We are interested in examining how our model responds to an increase in the number of points of approximation. Logically, we should expect more "informative" differential equations, providing information as to the behavior of the system at an increased number of points for some spatial domain, but fundamentally, we should not be expecting any important new information through SVD analysis, provided we originally chose an appropriate number of points representative of the different regions within our spatial domain (for example, in our C5a production model, we chose three points: at the bacterial cell surface, in the bacterial capsule, and at the capsule-plasma interface).

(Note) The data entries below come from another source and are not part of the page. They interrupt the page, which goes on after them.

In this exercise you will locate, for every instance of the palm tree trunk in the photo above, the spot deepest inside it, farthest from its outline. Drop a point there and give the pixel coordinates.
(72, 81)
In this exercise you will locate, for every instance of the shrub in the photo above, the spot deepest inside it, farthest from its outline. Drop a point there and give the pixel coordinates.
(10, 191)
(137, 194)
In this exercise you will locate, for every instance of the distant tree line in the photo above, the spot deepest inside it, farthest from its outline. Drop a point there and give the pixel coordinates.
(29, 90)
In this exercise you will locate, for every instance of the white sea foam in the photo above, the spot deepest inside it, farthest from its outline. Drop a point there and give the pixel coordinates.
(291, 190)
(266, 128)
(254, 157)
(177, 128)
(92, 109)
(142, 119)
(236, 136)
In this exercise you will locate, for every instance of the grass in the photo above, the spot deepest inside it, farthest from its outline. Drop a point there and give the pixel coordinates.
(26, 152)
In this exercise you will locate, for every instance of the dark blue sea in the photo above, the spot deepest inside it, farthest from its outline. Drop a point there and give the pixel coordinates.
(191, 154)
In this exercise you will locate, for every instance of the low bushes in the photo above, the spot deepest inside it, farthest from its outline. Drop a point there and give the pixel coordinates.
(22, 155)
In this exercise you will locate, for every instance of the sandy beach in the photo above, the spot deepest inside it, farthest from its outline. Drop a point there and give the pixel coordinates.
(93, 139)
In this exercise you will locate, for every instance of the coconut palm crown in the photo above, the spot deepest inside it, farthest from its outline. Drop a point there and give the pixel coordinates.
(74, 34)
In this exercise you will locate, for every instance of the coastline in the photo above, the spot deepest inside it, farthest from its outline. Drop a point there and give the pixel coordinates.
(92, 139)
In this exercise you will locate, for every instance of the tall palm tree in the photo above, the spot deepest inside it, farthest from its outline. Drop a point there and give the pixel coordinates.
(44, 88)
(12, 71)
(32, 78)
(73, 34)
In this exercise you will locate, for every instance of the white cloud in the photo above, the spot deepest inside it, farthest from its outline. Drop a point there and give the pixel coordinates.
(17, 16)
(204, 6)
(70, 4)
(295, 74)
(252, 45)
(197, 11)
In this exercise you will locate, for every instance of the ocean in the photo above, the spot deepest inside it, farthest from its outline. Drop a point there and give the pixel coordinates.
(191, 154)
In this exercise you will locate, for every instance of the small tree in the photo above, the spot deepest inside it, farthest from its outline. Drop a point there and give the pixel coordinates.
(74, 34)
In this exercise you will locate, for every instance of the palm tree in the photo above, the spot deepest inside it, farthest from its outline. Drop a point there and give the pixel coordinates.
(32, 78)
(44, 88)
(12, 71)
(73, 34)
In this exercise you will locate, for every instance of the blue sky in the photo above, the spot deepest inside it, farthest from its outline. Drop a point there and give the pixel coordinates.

We begin by examining a concrete case, in which only one additional approximation point is added within the spatial domain of our toy examples, to give a total of four discrete, evenly-spaced points in the spatial domain. We will then generalize how our model behaves for some m points, including the effect as m\rightarrow \infty .

Four Points

The addition of the fourth point does not at all change the means by which we generate our diffusion differential equations. We require six points, which we denote as 0, 1, 2, 3, 4, 5, of which points 1 - 4 reside in the spatial domain of interest and concentration information at points 0 and 5 are necessary for our approximation method. Again, we define h to be the distance between two adjacent points, so that if we denote H as the total distance in the spatial domain, h={\frac  {H}{3}}. Thus, we have the following system:


{\frac  {\partial \phi _{{1}}}{\partial t}}=D({\frac  {(\phi _{{0}}-\phi _{{1}})+(\phi _{{2}}-\phi _{{1}})}{h^{{2}}}})
{\frac  {\partial \phi _{{2}}}{\partial t}}=D({\frac  {(\phi _{{1}}-\phi _{{2}})+(\phi _{{3}}-\phi _{{2}})}{h^{{2}}}})
{\frac  {\partial \phi _{{3}}}{\partial t}}=D({\frac  {(\phi _{{2}}-\phi _{{3}})+(\phi _{{4}}-\phi _{{3}})}{h^{{2}}}})
{\frac  {\partial \phi _{{4}}}{\partial t}}=D({\frac  {(\phi _{{3}}-\phi _{{4}})+(\phi _{{5}}-\phi _{{4}})}{h^{{2}}}})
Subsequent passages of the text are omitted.